Islamophobia and health inequalities
by Natasha Dhumma
The Muslim community in the UK experiences a range of health inequalities compared with the wider population. This is especially true for older people, with over 24 per cent of Muslims aged 50 years and above reporting poor or very poor health which is double that of the population as a whole. A large number of the Muslim population also live in deprived areas, which recent research shows are disproportionately affected by cuts to public health funding. Before we even start to look at their experiences within the health system, being Muslim does not put you on an equal footing.
These inequalities are evident when looking at the experiences of Muslims living with HIV specifically. Public Health England (PHE) conducted a large-scale survey* of people living with HIV in 2017 which found Muslim respondents disproportionately experiencing indicators of deprivation when compared to respondents overall. This included higher levels of unemployment (24 per cent compared with 11 per cent of the sample as a whole); being more likely to live in rented or sheltered accommodation compared with owning their own homes; and more likely to financially struggle. As an example, whereas 47 per cent of all respondents said they always had money to cover their basic needs, only 28 per cent of Muslims agreed, falling to 24 per cent for Muslim women.
The existence of Islamophobia in healthcare settings should not take us by surprise considering its prevalence in society. Data allowing us to measure the problem however is scant, often resulting in limited efforts to provide culturally competent care. Improving trust and comfort in healthcare settings is crucial to address health inequalities. We must talk about the barriers Muslims experience regarding effective HIV prevention, treatment and care and the risks these pose to public health. Considering a significant proportion of target populations for HIV prevention identify as Muslim there is an urgency to addressing them; in PHE’s research 54 per cent of Muslim respondents living with HIV were black African, and this rose to 79 per cent of Muslim women*.

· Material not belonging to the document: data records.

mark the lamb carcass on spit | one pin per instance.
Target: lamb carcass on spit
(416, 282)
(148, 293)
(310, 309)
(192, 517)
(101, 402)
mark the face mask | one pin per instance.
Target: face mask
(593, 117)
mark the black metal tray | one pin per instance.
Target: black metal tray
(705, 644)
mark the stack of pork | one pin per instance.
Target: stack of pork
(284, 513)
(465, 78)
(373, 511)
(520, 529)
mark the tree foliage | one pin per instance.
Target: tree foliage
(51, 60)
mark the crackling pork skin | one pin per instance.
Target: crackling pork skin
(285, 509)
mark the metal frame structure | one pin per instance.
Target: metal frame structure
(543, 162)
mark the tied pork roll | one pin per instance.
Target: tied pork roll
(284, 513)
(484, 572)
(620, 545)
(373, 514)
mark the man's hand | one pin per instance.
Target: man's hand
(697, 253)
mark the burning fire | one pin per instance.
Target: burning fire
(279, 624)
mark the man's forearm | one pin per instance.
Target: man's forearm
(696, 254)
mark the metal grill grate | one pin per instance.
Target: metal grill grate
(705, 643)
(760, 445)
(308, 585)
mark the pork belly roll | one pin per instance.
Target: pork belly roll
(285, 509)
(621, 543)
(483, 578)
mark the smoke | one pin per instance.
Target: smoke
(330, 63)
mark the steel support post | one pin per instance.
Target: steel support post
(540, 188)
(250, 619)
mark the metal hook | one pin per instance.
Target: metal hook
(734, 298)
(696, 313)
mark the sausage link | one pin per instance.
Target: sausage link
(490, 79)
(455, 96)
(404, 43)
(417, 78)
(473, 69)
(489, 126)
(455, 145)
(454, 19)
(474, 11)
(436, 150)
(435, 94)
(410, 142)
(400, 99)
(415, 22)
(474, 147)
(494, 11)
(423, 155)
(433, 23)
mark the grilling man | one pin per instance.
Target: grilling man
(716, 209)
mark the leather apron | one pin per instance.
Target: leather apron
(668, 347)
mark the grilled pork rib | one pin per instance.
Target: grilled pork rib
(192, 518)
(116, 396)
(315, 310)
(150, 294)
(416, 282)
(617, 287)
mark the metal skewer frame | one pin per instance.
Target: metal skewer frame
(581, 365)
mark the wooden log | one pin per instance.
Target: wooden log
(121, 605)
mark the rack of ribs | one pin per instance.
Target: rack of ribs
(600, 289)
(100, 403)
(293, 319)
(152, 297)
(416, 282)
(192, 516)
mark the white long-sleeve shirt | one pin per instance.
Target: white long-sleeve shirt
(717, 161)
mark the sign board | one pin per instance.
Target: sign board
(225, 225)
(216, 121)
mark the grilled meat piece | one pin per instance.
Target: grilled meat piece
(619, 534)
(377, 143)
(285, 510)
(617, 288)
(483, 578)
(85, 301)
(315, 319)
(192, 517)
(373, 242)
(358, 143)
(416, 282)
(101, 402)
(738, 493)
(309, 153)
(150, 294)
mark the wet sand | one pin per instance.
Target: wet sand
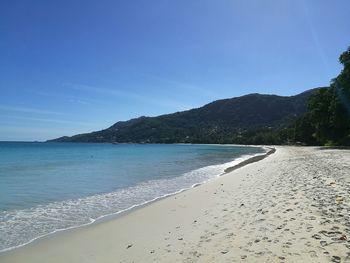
(293, 206)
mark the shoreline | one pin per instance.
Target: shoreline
(290, 207)
(115, 215)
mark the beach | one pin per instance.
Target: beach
(293, 206)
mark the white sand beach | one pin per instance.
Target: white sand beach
(293, 206)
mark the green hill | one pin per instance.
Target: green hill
(250, 119)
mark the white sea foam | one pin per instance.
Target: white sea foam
(20, 227)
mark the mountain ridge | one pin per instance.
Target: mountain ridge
(222, 121)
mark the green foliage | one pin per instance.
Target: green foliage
(250, 119)
(328, 120)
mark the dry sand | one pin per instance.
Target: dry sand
(293, 206)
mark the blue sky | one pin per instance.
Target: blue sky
(69, 67)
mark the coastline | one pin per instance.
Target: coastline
(277, 209)
(246, 159)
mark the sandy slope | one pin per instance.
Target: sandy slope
(293, 206)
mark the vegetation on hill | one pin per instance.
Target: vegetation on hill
(316, 117)
(250, 119)
(327, 121)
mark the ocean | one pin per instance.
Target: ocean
(48, 187)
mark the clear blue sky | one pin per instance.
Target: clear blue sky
(68, 67)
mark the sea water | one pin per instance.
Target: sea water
(47, 187)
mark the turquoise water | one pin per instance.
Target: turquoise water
(46, 187)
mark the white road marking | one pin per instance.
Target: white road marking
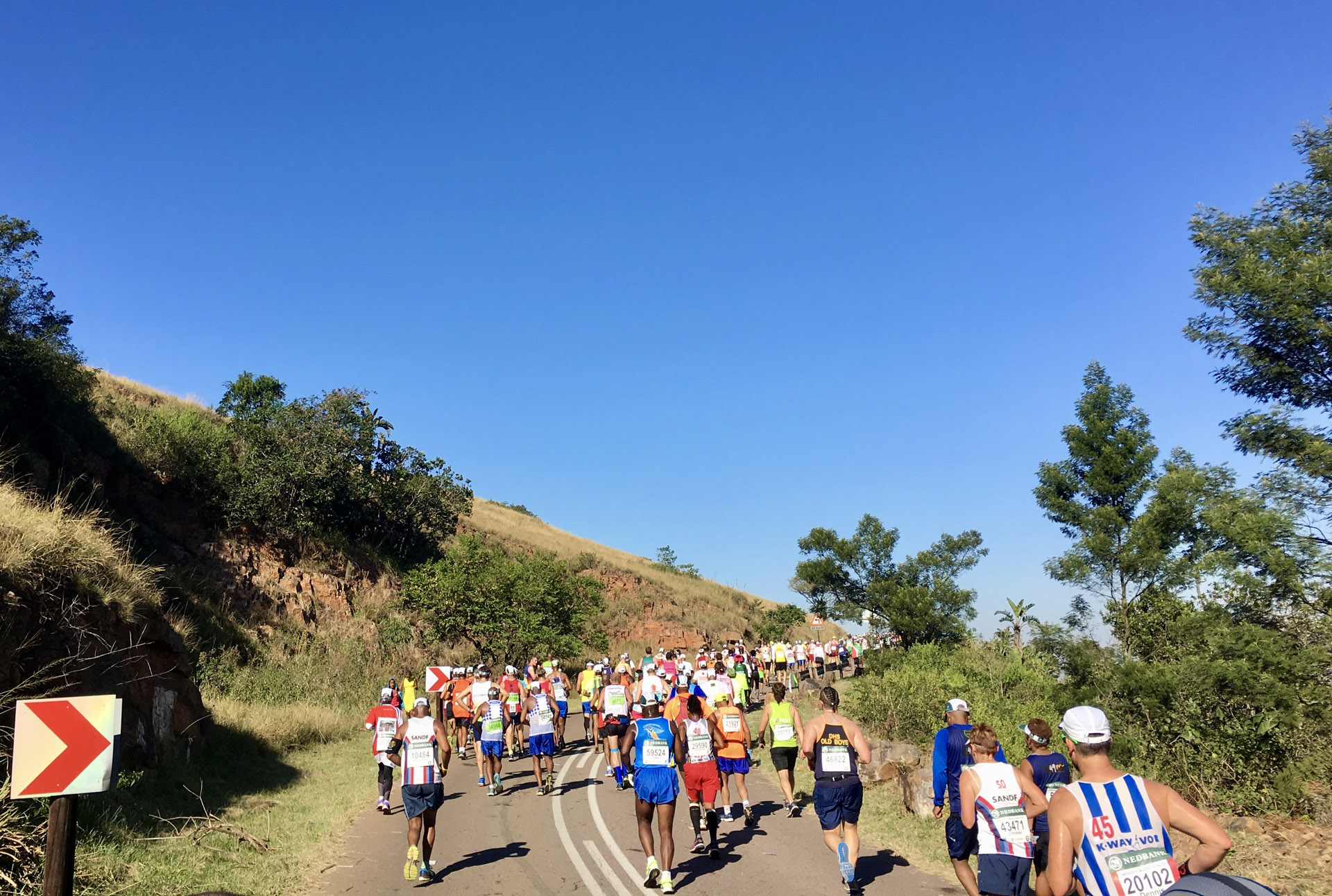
(580, 865)
(606, 870)
(605, 832)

Islamophobic stereotypes and fear of discrimination
We know Muslims’ concerns around clinicians’ or nurses’ views of them often influence their ability to fully engage and articulate their needs, especially where they relate to religious practice such as fasting or needing to remain covered up. Further, fearing they will be judged against representations of Muslims in the media adds an extra layer of anxiety. This is especially true for Muslim women who are often portrayed as oppressed and victimised. Research on Muslim women’s experiences in maternity services for example demonstrates how, anticipating health workers having a negative image of them, participants felt they either had to constantly explain themselves when discussing their needs or they would avoid it altogether. This includes white British women who had converted to Islam feeling pressured to explain it was their choice in case professionals assumed they had been forced to.
There are other examples of explicit discrimination manifesting in institutional practice, such as staff belittling Muslim women’s concerns by referring to it as “Asian woman syndrome”, and hospitals refusing to share their baby’s sex in case the baby is aborted if it’s a girl. Beyond damaging trust and inspiring disengagement these experiences can have a wider impact on wellbeing. For Muslim women living with HIV feelings of anxiety or depression, worthlessness, losing confidence, and an inability to face problems were more commonly reported compared with Muslim men and all respondents.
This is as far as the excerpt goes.